A few days ago
hello there

is it bad to take ap calc before ap stats?

I heard that taking AP calc junior year and AP stats senior year makes college math harder since you forget what you learned in AP calc. is this true? how much harder is it?

also, will taking ap calc junior year make my college look better than taking ap stat junior year? i’d like to take stats but it conflicts with my english class

Top 3 Answers
A few days ago

Favorite Answer

What are you planning on majoring in for college? Are you even going to NEED much math above Calc 1 and 2?

Also: what order did you take high school math in? I personally had Algebra 1 (8th grade), then Geometry, and then Algebra 2—did I forget Algebra over the year that I didn’t have it? Not really, no.
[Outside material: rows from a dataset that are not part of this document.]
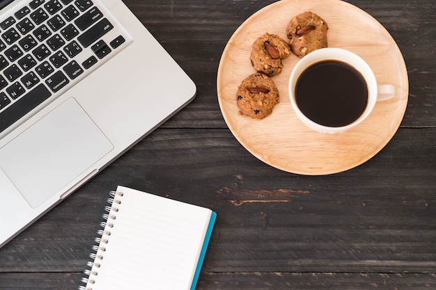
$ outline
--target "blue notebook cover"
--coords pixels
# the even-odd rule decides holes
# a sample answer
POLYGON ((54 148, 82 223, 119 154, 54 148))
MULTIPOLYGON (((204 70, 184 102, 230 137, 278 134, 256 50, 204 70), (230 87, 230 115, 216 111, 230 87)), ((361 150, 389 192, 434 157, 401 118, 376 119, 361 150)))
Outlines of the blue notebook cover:
POLYGON ((208 231, 206 232, 206 236, 204 238, 204 242, 203 243, 203 247, 201 248, 201 252, 200 252, 200 257, 198 258, 198 262, 197 263, 197 267, 195 270, 195 274, 194 274, 194 278, 192 279, 192 284, 191 284, 191 290, 194 290, 198 281, 198 276, 200 276, 200 271, 201 271, 201 266, 203 266, 203 261, 206 255, 206 250, 208 250, 208 245, 209 245, 209 241, 210 240, 210 236, 212 235, 212 230, 217 219, 217 213, 212 212, 210 216, 210 220, 209 221, 209 226, 208 227, 208 231))

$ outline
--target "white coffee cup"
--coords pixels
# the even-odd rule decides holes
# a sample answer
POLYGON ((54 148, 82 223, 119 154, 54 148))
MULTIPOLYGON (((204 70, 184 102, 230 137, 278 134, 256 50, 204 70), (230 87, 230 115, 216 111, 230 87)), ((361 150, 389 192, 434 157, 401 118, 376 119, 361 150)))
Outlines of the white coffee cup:
MULTIPOLYGON (((316 86, 316 83, 313 85, 316 86)), ((370 115, 376 102, 395 97, 396 91, 393 85, 377 85, 373 70, 360 56, 350 51, 335 47, 327 47, 316 50, 299 60, 290 74, 288 88, 290 104, 298 118, 309 128, 319 132, 329 134, 344 132, 360 124, 370 115), (314 122, 304 115, 297 104, 295 88, 300 76, 309 67, 325 61, 338 62, 348 65, 359 72, 364 82, 366 83, 368 91, 366 106, 361 114, 356 120, 348 124, 338 127, 319 124, 319 122, 314 122)), ((322 109, 322 108, 320 108, 322 109)))

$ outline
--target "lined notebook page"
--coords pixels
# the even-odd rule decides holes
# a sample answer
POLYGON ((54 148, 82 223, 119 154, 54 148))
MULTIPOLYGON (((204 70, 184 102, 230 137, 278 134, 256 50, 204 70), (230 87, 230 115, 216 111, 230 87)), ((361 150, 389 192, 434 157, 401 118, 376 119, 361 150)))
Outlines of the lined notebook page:
POLYGON ((96 253, 102 259, 86 289, 189 289, 212 211, 123 186, 117 192, 123 195, 111 208, 96 253))

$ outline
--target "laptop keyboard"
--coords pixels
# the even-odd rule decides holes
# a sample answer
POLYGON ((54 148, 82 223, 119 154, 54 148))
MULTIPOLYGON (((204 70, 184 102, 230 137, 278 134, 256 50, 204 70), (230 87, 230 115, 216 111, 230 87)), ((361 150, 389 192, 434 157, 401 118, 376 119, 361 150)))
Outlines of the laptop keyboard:
POLYGON ((95 0, 32 0, 0 21, 0 132, 132 42, 95 0))

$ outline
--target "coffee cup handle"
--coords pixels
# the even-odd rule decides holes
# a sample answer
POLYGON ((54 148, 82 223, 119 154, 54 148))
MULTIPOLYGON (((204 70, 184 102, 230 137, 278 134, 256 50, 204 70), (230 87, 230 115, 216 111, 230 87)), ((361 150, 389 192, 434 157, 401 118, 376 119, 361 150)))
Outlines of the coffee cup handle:
POLYGON ((377 102, 393 98, 396 94, 396 89, 393 85, 379 85, 377 91, 377 102))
Really, I don’t think it’ll be that much of a problem if you take AP Calc junior year. If you’re planning on majoring in something math-related, I would assume that you’re actually GOOD at math to a certain extent, lol. And having taken AP Calc, I don’t know, it doesn’t seem like something you’d actually forget… it’s essentially learning the basics of integrating and differentiating. You might forget some of the small details over the year that you have Stat (some of the derivatives, a test or two of convergence) but nothing a little bit of studying wouldn’t bring right back to you. And if you have the basics, everything else is building on that in one way or another.
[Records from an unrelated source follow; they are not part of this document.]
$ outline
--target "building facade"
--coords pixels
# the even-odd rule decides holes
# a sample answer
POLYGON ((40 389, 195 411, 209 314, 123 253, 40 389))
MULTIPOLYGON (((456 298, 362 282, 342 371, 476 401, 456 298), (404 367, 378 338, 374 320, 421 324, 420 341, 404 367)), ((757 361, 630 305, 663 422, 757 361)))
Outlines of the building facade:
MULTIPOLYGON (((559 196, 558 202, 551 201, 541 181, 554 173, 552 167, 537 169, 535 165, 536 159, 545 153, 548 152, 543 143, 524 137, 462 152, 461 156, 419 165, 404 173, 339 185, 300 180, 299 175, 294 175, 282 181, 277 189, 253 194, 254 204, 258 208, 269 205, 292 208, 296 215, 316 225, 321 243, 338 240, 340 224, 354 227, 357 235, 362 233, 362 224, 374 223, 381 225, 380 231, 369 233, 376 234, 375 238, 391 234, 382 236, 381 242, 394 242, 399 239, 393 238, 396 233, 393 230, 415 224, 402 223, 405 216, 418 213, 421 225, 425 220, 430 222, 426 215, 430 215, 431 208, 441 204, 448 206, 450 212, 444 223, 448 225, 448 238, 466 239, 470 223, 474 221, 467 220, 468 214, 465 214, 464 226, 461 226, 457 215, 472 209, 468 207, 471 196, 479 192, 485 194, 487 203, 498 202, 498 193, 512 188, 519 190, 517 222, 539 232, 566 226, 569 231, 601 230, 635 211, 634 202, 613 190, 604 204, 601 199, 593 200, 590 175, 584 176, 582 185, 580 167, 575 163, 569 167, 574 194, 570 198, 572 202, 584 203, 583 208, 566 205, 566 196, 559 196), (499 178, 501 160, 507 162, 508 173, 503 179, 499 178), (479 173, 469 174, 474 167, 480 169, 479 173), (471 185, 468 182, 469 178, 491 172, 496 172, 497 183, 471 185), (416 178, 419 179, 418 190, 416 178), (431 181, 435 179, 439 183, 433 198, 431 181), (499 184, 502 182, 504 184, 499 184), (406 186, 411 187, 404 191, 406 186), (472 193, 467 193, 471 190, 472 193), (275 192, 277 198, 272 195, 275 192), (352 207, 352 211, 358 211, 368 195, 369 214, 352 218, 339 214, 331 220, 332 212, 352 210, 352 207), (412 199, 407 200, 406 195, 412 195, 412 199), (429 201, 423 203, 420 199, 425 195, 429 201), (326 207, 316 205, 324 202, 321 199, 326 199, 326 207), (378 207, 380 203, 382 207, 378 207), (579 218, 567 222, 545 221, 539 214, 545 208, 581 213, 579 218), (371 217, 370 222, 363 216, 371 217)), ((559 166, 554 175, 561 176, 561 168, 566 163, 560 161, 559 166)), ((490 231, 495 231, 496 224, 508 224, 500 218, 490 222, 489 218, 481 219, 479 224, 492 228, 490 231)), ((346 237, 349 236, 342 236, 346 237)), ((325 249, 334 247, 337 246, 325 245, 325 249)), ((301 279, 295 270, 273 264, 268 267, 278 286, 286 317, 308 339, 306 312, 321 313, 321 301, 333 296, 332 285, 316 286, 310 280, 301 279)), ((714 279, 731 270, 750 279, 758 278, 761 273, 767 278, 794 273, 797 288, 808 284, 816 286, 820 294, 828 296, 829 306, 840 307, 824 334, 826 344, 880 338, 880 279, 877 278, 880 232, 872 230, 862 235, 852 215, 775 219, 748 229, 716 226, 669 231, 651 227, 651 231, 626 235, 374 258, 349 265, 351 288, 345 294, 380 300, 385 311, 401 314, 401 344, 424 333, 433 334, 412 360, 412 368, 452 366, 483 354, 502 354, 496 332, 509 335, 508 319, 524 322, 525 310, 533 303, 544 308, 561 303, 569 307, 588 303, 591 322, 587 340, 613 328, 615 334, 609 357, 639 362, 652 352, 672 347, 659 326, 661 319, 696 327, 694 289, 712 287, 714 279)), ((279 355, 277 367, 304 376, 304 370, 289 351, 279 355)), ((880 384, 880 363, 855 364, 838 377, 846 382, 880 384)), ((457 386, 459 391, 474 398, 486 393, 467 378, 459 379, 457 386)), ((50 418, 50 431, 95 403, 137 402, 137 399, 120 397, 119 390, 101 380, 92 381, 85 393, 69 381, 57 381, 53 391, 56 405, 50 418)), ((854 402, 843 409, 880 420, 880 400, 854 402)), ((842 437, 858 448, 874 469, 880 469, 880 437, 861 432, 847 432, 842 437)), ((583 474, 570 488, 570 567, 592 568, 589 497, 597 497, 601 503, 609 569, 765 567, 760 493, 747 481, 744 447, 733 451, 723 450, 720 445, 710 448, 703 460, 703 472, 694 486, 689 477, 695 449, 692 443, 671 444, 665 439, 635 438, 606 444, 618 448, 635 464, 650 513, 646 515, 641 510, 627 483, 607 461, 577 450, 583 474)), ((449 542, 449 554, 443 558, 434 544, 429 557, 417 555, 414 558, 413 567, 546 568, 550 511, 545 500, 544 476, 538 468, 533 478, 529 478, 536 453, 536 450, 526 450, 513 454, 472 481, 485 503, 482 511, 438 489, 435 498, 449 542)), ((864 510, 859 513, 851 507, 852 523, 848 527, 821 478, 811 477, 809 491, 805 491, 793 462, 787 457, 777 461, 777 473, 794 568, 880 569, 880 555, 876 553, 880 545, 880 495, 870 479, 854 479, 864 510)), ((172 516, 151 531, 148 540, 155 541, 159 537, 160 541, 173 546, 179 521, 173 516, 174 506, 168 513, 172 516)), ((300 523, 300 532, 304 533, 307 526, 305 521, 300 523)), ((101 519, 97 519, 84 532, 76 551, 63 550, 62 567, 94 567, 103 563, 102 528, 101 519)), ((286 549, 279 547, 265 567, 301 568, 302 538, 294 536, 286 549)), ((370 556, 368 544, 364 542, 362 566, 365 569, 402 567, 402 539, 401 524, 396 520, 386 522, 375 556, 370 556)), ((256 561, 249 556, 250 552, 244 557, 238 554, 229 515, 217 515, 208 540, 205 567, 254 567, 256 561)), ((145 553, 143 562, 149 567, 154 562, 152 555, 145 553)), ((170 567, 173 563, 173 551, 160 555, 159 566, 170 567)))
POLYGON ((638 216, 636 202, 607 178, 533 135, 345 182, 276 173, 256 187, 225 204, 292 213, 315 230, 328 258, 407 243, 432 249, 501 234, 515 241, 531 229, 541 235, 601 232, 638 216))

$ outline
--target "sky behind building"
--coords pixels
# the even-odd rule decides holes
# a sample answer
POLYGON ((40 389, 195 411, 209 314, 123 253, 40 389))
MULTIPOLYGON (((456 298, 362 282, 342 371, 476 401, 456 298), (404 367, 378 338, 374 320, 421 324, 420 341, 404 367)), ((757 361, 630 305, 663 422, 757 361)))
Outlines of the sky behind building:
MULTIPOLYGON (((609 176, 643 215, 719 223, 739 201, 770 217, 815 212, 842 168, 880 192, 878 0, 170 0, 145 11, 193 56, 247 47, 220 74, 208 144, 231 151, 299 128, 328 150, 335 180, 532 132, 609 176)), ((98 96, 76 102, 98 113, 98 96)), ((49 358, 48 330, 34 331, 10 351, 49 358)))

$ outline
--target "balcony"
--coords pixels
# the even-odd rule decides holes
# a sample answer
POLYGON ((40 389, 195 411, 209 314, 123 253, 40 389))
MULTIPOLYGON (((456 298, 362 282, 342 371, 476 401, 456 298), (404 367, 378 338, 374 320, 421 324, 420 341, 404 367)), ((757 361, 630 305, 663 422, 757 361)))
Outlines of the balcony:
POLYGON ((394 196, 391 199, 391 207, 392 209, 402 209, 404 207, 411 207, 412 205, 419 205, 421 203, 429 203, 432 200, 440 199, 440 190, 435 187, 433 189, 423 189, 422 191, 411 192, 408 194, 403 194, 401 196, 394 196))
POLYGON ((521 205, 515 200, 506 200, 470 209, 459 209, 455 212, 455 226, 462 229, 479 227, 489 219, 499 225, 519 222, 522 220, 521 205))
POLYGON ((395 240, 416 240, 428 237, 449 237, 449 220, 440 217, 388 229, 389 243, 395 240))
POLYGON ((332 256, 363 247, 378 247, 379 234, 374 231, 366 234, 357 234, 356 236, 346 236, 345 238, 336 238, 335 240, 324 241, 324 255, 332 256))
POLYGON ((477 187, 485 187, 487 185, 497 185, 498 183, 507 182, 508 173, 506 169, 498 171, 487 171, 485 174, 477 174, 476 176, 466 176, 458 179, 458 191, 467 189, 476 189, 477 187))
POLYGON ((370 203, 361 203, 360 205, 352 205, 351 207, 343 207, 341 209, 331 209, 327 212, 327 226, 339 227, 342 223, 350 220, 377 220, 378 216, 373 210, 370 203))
If you pass the AP Calc test, and get the credit, it may be a bit harder going directly in to higher-level math classes in college. But not as hard as, say, getting a 5 on AP Chemistry in 11th grade and then going directly into Organic Chemistry in college… Math is getting Concepts; it would be harder with something based more on knowing FACTS.

If you don’t get credit (depends on where you go to college as well as what you get on the test) or if you only get credit for Calc 1 (rather than both 1 and 2) then the first few math classes should actually be EASIER for you, especially with AP Calc and Stat BOTH under your belt.
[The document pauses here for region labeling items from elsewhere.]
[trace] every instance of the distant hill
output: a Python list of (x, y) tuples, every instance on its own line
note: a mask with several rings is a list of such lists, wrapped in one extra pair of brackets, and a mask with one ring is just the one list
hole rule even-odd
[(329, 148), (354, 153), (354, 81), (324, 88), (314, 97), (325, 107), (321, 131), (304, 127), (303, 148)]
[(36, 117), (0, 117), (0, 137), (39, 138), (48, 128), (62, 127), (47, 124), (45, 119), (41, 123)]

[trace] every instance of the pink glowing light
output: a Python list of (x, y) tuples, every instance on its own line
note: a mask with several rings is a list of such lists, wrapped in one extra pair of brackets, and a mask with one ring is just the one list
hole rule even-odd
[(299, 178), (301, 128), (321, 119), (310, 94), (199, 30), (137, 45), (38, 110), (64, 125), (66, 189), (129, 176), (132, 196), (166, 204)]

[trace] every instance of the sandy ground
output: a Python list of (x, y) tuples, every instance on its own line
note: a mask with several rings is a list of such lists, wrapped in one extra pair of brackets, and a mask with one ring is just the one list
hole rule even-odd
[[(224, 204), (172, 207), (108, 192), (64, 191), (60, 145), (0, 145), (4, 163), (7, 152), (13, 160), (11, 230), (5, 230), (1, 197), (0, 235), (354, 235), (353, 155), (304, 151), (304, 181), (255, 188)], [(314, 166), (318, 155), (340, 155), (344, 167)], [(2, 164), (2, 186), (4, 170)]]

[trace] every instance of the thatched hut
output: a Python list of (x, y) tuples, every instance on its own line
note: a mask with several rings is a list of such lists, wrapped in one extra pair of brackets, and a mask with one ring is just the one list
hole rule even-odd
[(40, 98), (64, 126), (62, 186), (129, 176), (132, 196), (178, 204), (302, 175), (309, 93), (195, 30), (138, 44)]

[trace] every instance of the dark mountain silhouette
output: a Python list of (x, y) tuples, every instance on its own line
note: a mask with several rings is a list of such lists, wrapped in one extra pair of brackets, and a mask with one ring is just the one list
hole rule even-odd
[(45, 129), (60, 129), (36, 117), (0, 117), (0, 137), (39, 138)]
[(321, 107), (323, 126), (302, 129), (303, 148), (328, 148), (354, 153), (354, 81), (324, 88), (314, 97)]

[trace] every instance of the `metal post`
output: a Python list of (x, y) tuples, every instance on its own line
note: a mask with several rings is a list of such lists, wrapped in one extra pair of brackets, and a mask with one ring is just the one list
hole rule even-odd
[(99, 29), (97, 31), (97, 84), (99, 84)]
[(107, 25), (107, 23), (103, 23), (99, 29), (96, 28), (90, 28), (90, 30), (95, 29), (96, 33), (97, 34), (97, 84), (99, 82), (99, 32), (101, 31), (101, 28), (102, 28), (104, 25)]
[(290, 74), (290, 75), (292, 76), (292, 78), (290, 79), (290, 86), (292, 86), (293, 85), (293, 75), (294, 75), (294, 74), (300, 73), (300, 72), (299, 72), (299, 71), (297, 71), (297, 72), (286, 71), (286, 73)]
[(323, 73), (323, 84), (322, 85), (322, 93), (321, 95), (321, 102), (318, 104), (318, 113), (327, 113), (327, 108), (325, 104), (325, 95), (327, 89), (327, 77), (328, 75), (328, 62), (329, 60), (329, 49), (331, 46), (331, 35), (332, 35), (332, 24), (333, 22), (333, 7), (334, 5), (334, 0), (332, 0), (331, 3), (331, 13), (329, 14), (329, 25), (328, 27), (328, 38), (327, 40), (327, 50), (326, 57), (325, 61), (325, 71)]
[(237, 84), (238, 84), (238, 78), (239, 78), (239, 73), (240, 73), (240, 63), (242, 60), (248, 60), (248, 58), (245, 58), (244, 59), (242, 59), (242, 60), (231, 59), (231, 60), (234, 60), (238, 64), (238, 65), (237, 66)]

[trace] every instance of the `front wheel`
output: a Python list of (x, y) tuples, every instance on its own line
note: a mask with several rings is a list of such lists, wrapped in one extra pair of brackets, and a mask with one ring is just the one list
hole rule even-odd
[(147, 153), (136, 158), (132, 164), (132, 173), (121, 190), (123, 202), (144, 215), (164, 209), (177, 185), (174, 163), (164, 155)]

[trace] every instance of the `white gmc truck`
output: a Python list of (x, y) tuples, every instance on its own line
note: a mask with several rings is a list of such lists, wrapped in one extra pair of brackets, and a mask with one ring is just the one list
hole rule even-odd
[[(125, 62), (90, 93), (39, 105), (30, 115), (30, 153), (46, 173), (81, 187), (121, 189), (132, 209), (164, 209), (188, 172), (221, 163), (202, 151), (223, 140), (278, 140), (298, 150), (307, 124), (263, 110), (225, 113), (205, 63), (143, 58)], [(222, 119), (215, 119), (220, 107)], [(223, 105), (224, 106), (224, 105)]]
If you worry about it, you can either brush up on your Calculus before starting college classes or just elect to start in a lower level of Calculus than what your credit from the test would place you in.

As for your second question, I really don’t think either option necessarily looks “better” to colleges—just as long as you keep your grades up in whatever AP classes you end up taking.

Good luck!


A few days ago
True, calculus is harder than statistics, but the two don’t have much to do with each other so they will not effect each other.

I think taking AP calc would be a much wiser decision, since at my school AP stats is only offered as an elective, or as a class people take when they can’t get into AP calc.

Also, the credit for AP calculus will look a lot better than AP stats, because people usually take statistics for business. However, if you’re going to be a business major in college, they will make you retake the Statistics course anyway.


A few days ago
That’s a difficult call. If it were me, if your high school doesn’t offer any math that is above AP Calc BC (like multivariate calculus/vector/calculus/differential equations), I would do AP Calc AB my junior year and Ap Calc BC my senior year. If your school only offers one of the two levels of calculus, AB or BC, you are kind of stuck. If stats conflicts with your English class this year, I guess you take Calc this year and Stats your senior year. If you do it this way, you should probably surrender any credit you get for AP Calculus and start over again with calculus when you get to college (unless of course you exempt/get credit for calculus entirely and don’t need calculus for your major program). You would be at a great disadvantage if you have forgotten how to do calculus before you go to college (which would be the case if you took calculus in 11th grade and took stats in 12th) and you start at a higher level than “Calculus 1.”